Amid violent clashes between rival gangs in the Plaine du Cul-de-Sac region north of Port-au-Prince, a 76-second video circulating on social media in mid-May 2026 has caused high-level embarrassment in Haiti, the Dominican Republic, and the United States. In the footage, notorious gang leader Wilson Joseph, alias Lanmò San Jou—who is wanted by the FBI—nonchalantly displays around thirty American-made M4 assault rifles stored in a bedroom. This marks a rare occasion where a Haitian gang leader has showcased such a large batch of identical tactical weaponry, enough to fully equip an elite SWAT unit.

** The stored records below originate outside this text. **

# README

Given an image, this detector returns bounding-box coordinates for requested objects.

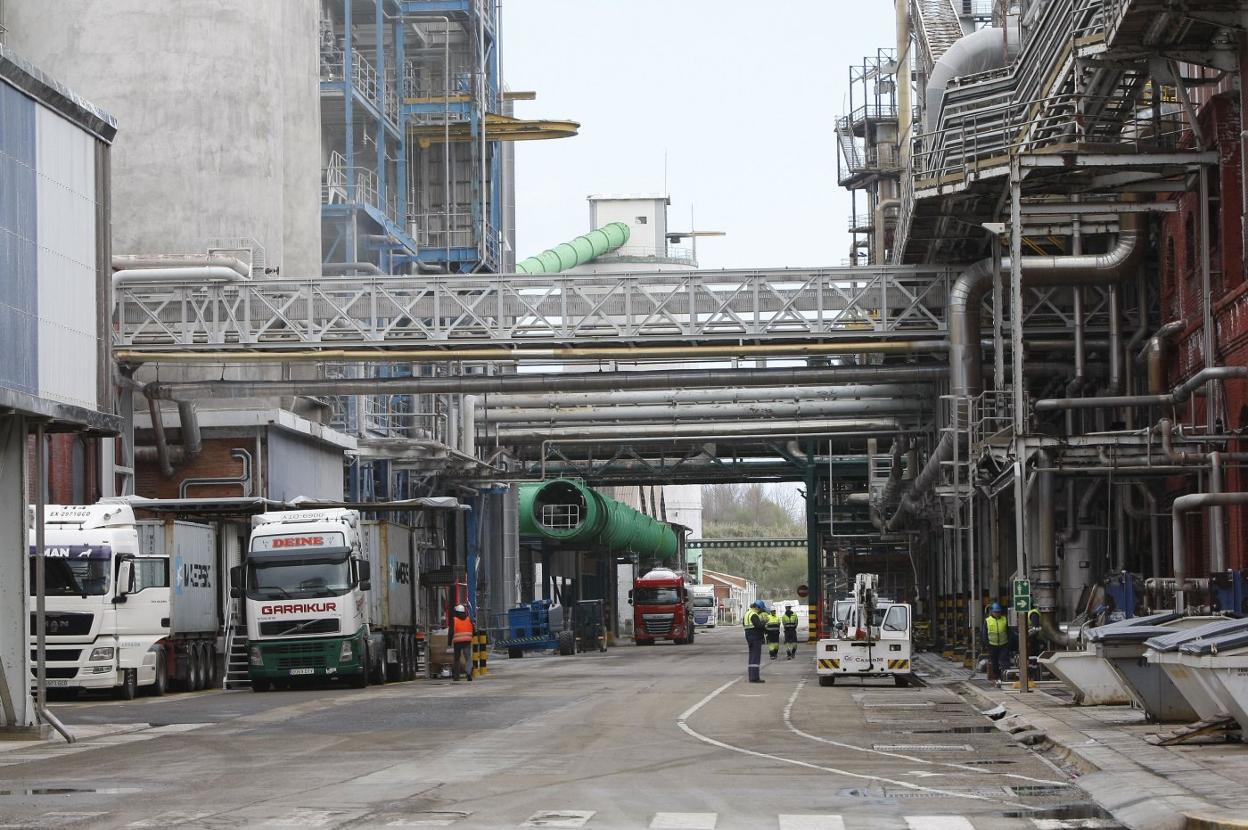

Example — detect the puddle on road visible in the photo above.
[0,786,142,795]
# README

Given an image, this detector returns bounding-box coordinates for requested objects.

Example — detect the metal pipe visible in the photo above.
[145,366,946,401]
[177,401,203,459]
[494,418,901,444]
[112,265,247,287]
[321,262,387,277]
[1209,451,1227,573]
[1171,493,1248,612]
[889,213,1144,529]
[480,398,926,424]
[144,384,173,478]
[114,338,950,363]
[871,198,901,265]
[1036,366,1248,412]
[112,253,251,278]
[477,383,931,409]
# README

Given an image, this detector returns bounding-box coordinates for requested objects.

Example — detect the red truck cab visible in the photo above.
[628,568,694,645]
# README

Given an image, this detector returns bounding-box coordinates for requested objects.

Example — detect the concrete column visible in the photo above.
[0,416,36,736]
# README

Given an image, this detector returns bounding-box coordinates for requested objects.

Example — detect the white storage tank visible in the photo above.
[4,0,321,276]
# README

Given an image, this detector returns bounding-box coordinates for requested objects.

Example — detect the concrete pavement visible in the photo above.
[0,628,1118,830]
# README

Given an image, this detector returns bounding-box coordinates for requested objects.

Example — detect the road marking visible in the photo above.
[784,680,1066,786]
[780,815,845,830]
[906,815,975,830]
[520,810,597,828]
[676,678,1035,810]
[386,810,472,828]
[261,809,349,828]
[650,813,719,830]
[0,811,109,830]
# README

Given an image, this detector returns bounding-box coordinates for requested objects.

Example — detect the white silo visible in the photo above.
[5,0,321,276]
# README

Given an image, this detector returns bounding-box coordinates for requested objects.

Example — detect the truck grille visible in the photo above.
[30,665,77,680]
[30,613,95,637]
[260,617,339,637]
[265,643,326,669]
[641,614,671,634]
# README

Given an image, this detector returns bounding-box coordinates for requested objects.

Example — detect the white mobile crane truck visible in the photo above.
[29,502,220,700]
[815,574,916,686]
[230,508,417,691]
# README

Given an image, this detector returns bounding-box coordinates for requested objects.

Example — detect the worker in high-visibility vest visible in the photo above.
[741,599,768,683]
[780,605,797,660]
[983,603,1010,685]
[764,609,780,660]
[449,605,475,681]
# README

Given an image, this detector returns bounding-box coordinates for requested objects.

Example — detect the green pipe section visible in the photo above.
[520,478,678,559]
[515,222,629,273]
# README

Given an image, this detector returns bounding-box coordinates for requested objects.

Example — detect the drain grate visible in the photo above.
[1006,784,1071,799]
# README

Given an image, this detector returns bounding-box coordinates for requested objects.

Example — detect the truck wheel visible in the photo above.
[147,649,168,698]
[114,669,139,700]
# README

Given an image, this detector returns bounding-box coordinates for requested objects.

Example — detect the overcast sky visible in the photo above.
[502,0,894,268]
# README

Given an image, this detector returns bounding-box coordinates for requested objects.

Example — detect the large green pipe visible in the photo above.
[520,478,676,559]
[515,222,629,273]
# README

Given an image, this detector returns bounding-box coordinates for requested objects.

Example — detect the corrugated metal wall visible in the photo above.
[35,107,102,409]
[0,84,38,394]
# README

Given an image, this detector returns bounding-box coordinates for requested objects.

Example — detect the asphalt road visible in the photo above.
[0,629,1117,830]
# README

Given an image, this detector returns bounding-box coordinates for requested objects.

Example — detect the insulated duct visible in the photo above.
[519,478,678,559]
[887,213,1143,530]
[515,222,630,275]
[925,27,1018,132]
[144,366,946,401]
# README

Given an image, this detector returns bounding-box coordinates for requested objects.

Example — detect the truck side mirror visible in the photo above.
[112,559,135,603]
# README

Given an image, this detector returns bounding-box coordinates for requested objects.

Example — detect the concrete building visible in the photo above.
[0,45,121,733]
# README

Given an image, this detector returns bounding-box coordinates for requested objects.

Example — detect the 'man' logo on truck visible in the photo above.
[260,603,338,614]
[273,535,324,548]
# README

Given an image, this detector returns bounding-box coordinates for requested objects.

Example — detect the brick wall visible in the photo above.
[1158,92,1248,575]
[135,437,261,498]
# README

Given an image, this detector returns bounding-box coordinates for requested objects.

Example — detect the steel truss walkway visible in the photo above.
[114,266,958,351]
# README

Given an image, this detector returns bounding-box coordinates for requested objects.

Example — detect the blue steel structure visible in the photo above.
[321,0,503,273]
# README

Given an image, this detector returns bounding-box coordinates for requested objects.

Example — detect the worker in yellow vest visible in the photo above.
[741,599,768,683]
[983,603,1010,686]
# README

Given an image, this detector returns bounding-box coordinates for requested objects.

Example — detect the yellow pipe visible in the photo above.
[112,339,948,363]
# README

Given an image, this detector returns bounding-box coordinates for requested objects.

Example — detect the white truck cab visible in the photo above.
[815,574,915,686]
[27,502,218,698]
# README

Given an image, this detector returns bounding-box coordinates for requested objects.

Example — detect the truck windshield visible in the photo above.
[633,588,680,605]
[30,545,112,597]
[247,554,351,599]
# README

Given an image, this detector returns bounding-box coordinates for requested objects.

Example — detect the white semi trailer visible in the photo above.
[29,502,221,700]
[230,508,418,691]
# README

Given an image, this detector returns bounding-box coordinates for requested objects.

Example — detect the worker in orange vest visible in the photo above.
[449,605,473,681]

The viral video has sparked severe concerns among regional officials, who suspect these M4 rifles may have originated from official state arsenals in the neighboring Dominican Republic. This scenario aligns with a 2025 UN Security Council report, which revealed that corrupt Dominican security agents regularly leak ammunition and weapons to Haitian gangs. As clear evidence, the UN highlighted a 2024 seizure in Mirebalais involving 5,000 rounds of 5.56 mm ammunition manufactured by Italy’s Fiocchi, which the company confirmed was part of a 2022 bulk delivery destined exclusively for the Dominican National Police. This international scrutiny forced Dominican authorities to launch “Operation Pandora” in late 2024, resulting in the arrest of several high-ranking officers, including the colonel heading the police weapons department, after an audit exposed the theft of over 900,000 rounds of ammunition.

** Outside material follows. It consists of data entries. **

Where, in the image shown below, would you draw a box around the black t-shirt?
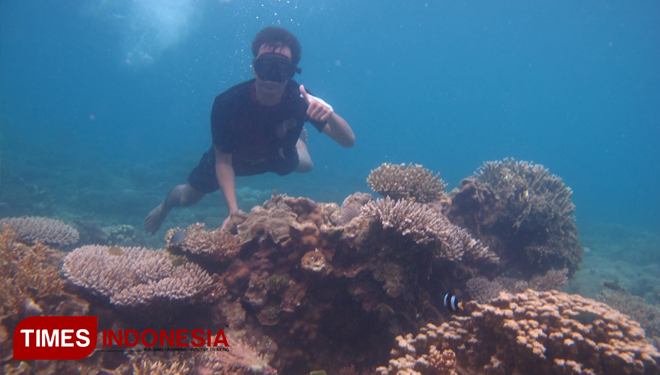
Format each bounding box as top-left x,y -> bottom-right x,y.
211,79 -> 326,162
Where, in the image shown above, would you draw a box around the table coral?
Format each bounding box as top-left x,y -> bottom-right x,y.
62,245 -> 213,306
165,223 -> 241,261
379,290 -> 660,375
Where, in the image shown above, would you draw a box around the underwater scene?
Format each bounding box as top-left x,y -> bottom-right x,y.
0,0 -> 660,375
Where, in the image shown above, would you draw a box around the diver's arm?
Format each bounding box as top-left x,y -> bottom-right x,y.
323,112 -> 355,147
213,147 -> 238,228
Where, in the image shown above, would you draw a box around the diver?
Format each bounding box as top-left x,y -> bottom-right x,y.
144,27 -> 355,234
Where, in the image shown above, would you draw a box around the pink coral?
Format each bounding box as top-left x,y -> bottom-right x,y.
0,216 -> 80,245
62,246 -> 213,306
199,336 -> 277,375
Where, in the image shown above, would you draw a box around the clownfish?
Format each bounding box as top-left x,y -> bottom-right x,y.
445,293 -> 465,312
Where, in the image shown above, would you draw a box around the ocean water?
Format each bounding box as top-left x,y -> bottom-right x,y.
0,0 -> 660,372
0,0 -> 660,238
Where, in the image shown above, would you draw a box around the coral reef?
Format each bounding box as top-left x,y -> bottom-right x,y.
62,246 -> 213,306
0,216 -> 80,246
197,336 -> 277,375
598,290 -> 660,348
465,268 -> 568,303
165,223 -> 241,262
0,224 -> 89,361
367,163 -> 447,203
362,197 -> 495,260
446,159 -> 582,275
378,290 -> 660,375
331,192 -> 373,225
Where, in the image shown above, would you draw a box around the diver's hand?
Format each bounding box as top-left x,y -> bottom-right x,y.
220,215 -> 231,232
300,85 -> 333,121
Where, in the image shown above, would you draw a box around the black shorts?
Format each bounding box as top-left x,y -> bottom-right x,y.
188,146 -> 300,194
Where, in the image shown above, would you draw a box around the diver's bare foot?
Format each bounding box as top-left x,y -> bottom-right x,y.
144,203 -> 170,235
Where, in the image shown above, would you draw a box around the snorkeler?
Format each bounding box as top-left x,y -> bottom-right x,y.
144,27 -> 355,234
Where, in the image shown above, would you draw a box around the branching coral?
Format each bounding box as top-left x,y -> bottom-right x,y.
362,197 -> 495,260
598,290 -> 660,345
367,163 -> 447,203
198,336 -> 277,375
165,223 -> 241,261
362,196 -> 446,247
466,268 -> 568,303
0,216 -> 80,245
62,246 -> 212,306
379,290 -> 660,375
447,159 -> 582,274
0,224 -> 89,361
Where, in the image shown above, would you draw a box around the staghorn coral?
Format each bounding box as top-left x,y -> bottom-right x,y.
378,290 -> 660,375
0,224 -> 89,364
198,335 -> 277,375
165,223 -> 241,262
125,352 -> 194,375
362,197 -> 496,260
367,163 -> 447,203
0,216 -> 80,246
62,246 -> 213,306
447,159 -> 582,275
362,196 -> 445,247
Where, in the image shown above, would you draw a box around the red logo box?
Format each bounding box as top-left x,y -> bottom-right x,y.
14,316 -> 97,360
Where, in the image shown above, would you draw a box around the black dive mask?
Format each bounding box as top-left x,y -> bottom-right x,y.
252,52 -> 302,82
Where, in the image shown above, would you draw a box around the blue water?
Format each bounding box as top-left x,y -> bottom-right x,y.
0,0 -> 660,230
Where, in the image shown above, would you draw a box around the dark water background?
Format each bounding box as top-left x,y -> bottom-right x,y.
0,0 -> 660,236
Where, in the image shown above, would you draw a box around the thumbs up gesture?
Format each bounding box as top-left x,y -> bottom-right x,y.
300,85 -> 334,121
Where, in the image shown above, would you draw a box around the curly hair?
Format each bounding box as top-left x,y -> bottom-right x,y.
252,26 -> 301,65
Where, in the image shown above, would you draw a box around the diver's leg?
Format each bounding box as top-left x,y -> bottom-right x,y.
144,184 -> 206,234
295,139 -> 314,173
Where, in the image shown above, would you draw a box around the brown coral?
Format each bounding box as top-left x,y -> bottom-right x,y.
62,246 -> 212,306
466,268 -> 568,303
379,290 -> 660,375
367,163 -> 447,203
598,290 -> 660,346
335,192 -> 373,225
198,336 -> 277,375
165,223 -> 241,262
0,216 -> 80,246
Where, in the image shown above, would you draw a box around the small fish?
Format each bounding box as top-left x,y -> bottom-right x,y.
108,246 -> 124,256
600,281 -> 625,291
170,229 -> 188,247
445,293 -> 465,312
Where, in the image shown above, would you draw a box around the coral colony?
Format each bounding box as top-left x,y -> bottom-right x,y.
0,159 -> 660,375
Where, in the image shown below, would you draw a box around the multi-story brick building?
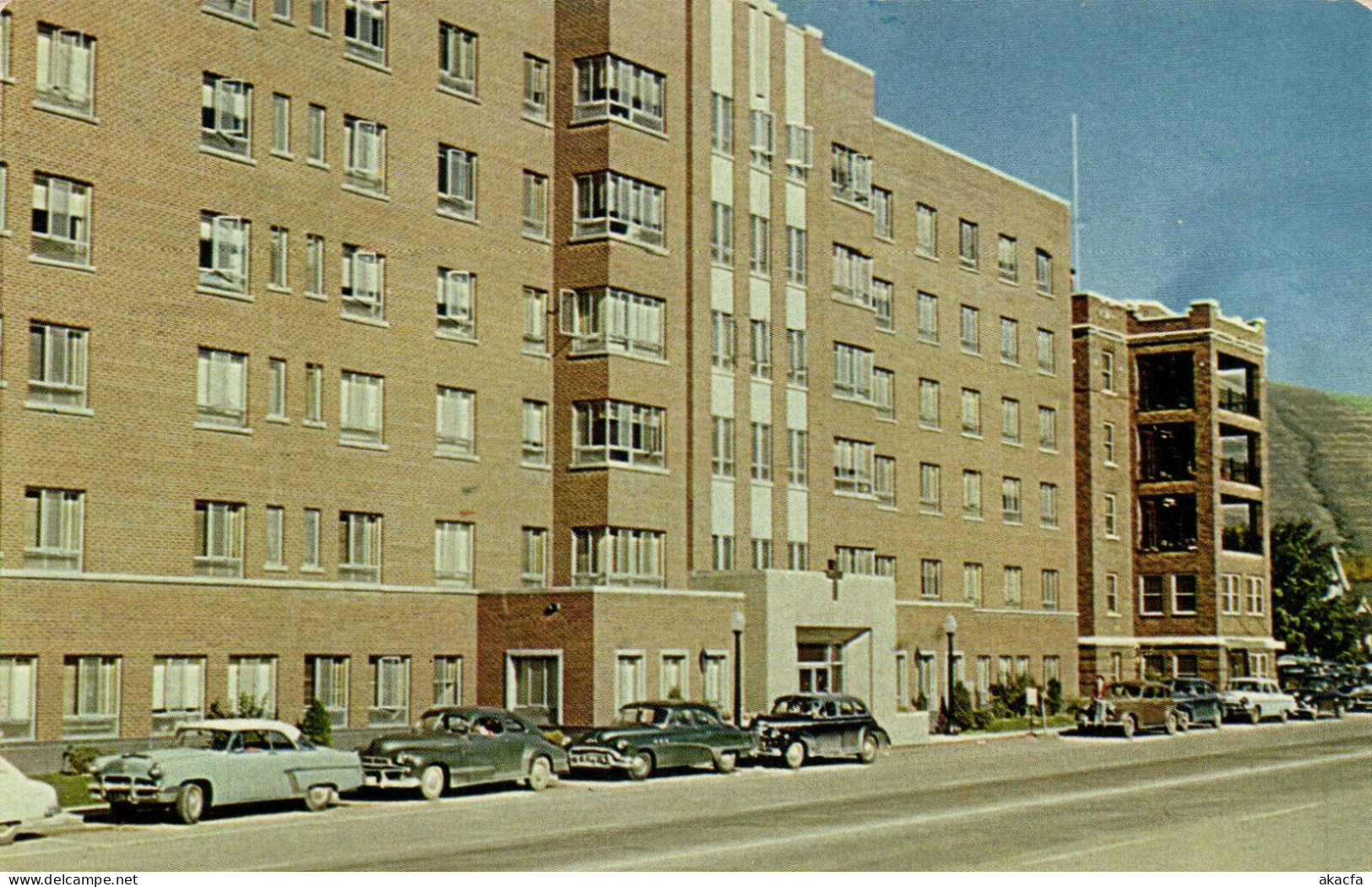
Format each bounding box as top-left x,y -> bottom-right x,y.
0,0 -> 1255,762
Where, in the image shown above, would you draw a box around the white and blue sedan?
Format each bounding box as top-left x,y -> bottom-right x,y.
90,718 -> 362,825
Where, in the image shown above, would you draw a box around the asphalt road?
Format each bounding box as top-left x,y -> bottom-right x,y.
0,714 -> 1372,872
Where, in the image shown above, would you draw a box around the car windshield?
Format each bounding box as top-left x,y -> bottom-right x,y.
616,705 -> 667,725
171,729 -> 233,751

This illicit pipeline thrives on the notorious porosity of the border, which features over 110 illegal crossing points and lake routes heavily controlled by armed civilian groups. Backed by vast funds generated from extorting commercial trucks, Lanmò San Jou faces no financial barriers to equipping his forces. Conversely, Haiti’s state response remains paralyzed: a crucial border infrastructure contract with the Evergreen and ENSE Group consortium has stalled because the government failed to provide a bank guarantee for a $13 million start-up advance, leaving border units like Polifront and the Haitian Armed Forces (FAd’H) heavily outgunned and understaffed.

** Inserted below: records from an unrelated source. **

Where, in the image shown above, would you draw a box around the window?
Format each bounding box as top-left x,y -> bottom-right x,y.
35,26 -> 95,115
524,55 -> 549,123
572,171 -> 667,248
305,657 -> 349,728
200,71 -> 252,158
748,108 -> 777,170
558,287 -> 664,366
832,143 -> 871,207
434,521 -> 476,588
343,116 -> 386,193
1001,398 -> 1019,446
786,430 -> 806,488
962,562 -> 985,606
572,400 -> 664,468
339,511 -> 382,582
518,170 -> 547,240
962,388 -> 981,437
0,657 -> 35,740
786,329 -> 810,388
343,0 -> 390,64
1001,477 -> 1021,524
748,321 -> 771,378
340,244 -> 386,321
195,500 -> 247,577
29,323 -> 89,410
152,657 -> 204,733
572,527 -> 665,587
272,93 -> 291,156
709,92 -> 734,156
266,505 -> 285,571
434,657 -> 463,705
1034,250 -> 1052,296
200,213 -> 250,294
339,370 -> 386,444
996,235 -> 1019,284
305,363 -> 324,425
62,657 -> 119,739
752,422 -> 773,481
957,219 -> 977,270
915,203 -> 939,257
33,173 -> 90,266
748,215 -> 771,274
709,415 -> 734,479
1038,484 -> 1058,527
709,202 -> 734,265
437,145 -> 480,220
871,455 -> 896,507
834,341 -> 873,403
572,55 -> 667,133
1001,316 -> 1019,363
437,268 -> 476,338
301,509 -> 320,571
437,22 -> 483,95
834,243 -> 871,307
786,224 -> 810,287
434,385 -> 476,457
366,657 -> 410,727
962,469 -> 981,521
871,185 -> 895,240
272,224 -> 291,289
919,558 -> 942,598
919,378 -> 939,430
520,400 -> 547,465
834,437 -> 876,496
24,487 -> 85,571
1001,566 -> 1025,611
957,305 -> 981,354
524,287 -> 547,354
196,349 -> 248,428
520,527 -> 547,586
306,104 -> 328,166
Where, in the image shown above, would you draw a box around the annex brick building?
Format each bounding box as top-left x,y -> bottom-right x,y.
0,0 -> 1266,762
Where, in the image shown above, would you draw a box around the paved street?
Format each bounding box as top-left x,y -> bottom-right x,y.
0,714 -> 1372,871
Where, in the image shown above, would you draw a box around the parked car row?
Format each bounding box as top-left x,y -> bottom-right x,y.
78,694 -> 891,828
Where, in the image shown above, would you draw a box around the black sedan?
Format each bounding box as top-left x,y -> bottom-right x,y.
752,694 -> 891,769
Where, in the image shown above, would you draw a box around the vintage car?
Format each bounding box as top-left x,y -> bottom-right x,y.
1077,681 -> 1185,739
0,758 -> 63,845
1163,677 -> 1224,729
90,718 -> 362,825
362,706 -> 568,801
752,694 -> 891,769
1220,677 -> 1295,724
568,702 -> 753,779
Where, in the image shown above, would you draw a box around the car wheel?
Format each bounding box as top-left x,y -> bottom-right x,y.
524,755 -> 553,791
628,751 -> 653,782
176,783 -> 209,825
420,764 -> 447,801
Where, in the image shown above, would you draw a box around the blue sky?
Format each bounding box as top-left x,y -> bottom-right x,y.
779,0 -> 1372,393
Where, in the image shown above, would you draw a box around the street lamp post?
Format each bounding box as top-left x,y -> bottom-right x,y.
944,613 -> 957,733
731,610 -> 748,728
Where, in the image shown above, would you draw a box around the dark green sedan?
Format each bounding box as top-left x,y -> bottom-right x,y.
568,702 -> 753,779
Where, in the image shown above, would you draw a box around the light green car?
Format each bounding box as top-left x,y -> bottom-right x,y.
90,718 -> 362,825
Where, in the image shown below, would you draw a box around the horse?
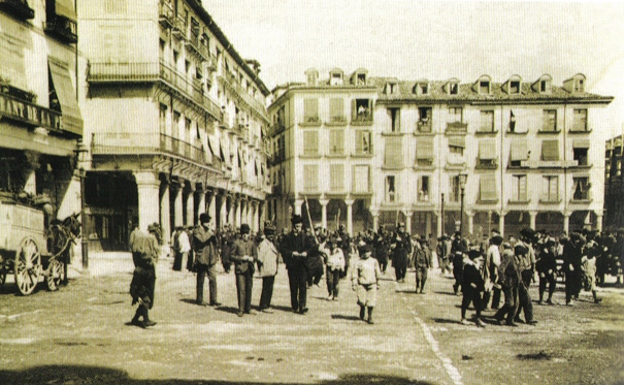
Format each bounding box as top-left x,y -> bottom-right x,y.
46,213 -> 81,285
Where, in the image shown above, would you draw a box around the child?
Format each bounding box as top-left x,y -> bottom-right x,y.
327,237 -> 345,301
351,243 -> 381,325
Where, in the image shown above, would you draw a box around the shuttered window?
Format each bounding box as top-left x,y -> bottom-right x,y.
329,164 -> 345,192
329,130 -> 344,155
353,166 -> 370,193
303,131 -> 318,156
479,175 -> 498,202
303,99 -> 319,123
542,140 -> 559,161
303,164 -> 319,192
384,136 -> 403,168
329,98 -> 346,122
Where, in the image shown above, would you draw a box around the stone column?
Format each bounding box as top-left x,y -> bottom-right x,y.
184,182 -> 195,226
319,199 -> 329,229
160,182 -> 171,249
133,171 -> 160,231
172,184 -> 184,227
529,211 -> 537,230
345,199 -> 354,236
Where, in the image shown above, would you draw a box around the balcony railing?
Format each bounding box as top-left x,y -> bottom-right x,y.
0,0 -> 35,20
91,132 -> 207,165
43,15 -> 78,44
87,62 -> 222,120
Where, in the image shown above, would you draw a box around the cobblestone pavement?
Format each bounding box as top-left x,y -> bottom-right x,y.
0,254 -> 624,385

The humanitarian toll of this unchecked gang warfare is devastating, with the UN reporting at least 390 deaths in Cité Soleil and Croix-des-Bouquets between March and mid-May 2026, alongside 10,000 newly displaced people in a matter of days. In response, Prime Minister Alix Didier Fils-Aimé has established mandatory weekly strategy meetings with the Police, the Military High Command, and the Gang Suppression Force (FRG) to intensify counter-offensive measures, alongside the involvement of a private military company. However, defense experts emphasize that unless authorities successfully sever the logistics chain and ammunition flow feeding these criminal organizations, tactical operations will achieve little long-term success.